Dla większości z nas opieka i czułość dziadków jest jednym z najpiękniejszych wspomnień dzieciństwa. Z sentymentem wspominamy smak babcinych pierogów i niesamowite opowieści dziadka. „Dzieci się kocha, ale za wnukami się szaleje”… Co uczynić, gdy na drodze utrzymania więzi z dziadkami staje rozstanie rodziców?
Dopóki trwa prawidłowa rodzina, dzieci z dziadkami mają normalny kontakt, są odwiedziny, kontynuowane są pewne tradycje. W momencie, gdy zdarza się jakaś sytuacja konfliktowa w rodzinie, czy też rozwód i sąd orzeka o tym, z kim ma być dziecko i jak mają wyglądać kontakty z tą stroną, która opuszcza dom – kończy się najczęściej tak, że sąd określa, jakie będą kontakty dziecka z matką i ojcem, orzeczenie nie uwzględnia w ogóle roli dziadków w życiu dziecka.
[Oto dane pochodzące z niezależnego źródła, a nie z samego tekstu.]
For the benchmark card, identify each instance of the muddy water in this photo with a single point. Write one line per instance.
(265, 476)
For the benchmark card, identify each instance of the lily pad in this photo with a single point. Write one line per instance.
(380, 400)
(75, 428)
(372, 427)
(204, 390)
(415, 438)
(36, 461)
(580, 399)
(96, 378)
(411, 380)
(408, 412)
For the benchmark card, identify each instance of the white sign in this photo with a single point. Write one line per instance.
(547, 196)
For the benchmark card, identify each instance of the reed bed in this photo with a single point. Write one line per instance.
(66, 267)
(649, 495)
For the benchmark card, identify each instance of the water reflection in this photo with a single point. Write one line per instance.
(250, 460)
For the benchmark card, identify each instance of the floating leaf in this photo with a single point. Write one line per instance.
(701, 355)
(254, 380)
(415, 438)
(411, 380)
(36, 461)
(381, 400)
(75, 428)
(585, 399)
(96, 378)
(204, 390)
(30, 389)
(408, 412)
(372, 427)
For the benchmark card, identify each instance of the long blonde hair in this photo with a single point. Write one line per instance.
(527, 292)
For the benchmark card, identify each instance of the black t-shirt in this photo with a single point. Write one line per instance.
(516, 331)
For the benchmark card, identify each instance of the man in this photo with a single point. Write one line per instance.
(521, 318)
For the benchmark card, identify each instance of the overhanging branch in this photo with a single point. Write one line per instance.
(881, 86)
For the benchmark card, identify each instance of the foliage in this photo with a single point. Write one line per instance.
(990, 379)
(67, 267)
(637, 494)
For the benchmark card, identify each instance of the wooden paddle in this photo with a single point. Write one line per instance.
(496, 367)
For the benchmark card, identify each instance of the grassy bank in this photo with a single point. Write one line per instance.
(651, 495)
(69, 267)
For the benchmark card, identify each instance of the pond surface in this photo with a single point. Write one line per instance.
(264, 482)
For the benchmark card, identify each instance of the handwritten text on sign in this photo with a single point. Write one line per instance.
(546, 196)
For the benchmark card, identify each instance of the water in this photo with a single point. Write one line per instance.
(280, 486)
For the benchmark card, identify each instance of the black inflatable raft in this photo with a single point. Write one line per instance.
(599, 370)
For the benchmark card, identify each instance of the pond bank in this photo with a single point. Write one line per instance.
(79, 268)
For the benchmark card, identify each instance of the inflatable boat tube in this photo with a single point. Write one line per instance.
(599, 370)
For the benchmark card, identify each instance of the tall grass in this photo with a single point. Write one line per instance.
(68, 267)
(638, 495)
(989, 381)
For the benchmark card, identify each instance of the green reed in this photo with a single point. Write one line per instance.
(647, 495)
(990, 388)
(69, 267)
W prawie polskim nie istnieje przepis, który regulowałby stosunek wnuków i dziadków po rozstaniu się rodziców.
Jak stanowi Uchwała Sądu Najwyższego z dnia 14 czerwca 1988 r. III CZP 42/88:
Dziadkowie mogą żądać uregulowania osobistych kontaktów z wnukami, jeżeli leży to w interesie dzieci. |
Powyższe oznacza, że dziadkowie mają prawo do wniesienia przed sąd sprawy o uregulowanie kontaktów z wnukami.
Podstawową przesłanką w przyznaniu i ustaleniu sposobu kontaktów dziadków z wnukami jest dobro dziecka. Kontakty z dziadkami nie mogą zagrażać ani naruszać dobra dziecka.
Rodzice, jak to wyżej wywiedziono, mają obowiązek dbałości o rozwój dziecka w imię jego dobra. Powinni zatem dla pełnego rozwoju jego osobowości umożliwić dziecku kontaktowanie się z jego krewnymi (dziadkami) przy właściwej ich postawie i korzystnym wpływie na dziecko. Kontakty te, wynikające często z silnych więzów emocjonalnych, zwłaszcza dziadków z wnukami, wychowujących je od niemowlęcia, mogą wpływać na lepsze wychowanie i rozwój duchowy dziecka oraz sprzyjają kontynuowaniu więzów wielopokoleniowej rodziny. Takie zachowanie dziadków, okazywanie przywiązania i dbałości o wnuki nie tylko nie kłóci się z interesem dziecka, ale jest ono dla jego dobra.
Co istotne, dziadkowie mają prawo do kontaktów z wnukami, nawet jeżeli ich syn czy córka zostali pozbawieni władzy rodzicielskiej lub mają zakaz kontaktu z własnym dzieckiem, bądź też z własnej woli nie realizują kontaktu rodzicielskiego.
Najlepiej byłoby ze strony dziadków podjąć próbę porozumienia się z rodzicem wiodącym przy ustaleniu ich własnych terminów spotkań z wnukami. To samo dotyczy przypadku, gdy inicjatywa regulacji spotkań z dziadkami wychodzi od rodzica. Nie jest to łatwe, gdyż wiele czynników trzeba wziąć pod uwagę, aby wpasować się w grafik dzieci i rodzica wiodącego, który już zwykle prowadzi osobne życie, czasami ma także dzieci z innym partnerem, a nawet mieszka w innym mieście niż dziadkowie. Polubowne rozwiązanie takich spraw z pewnością służy dobru relacji dziadków z rodzicem wiodącym, jak i dziadków z dziećmi.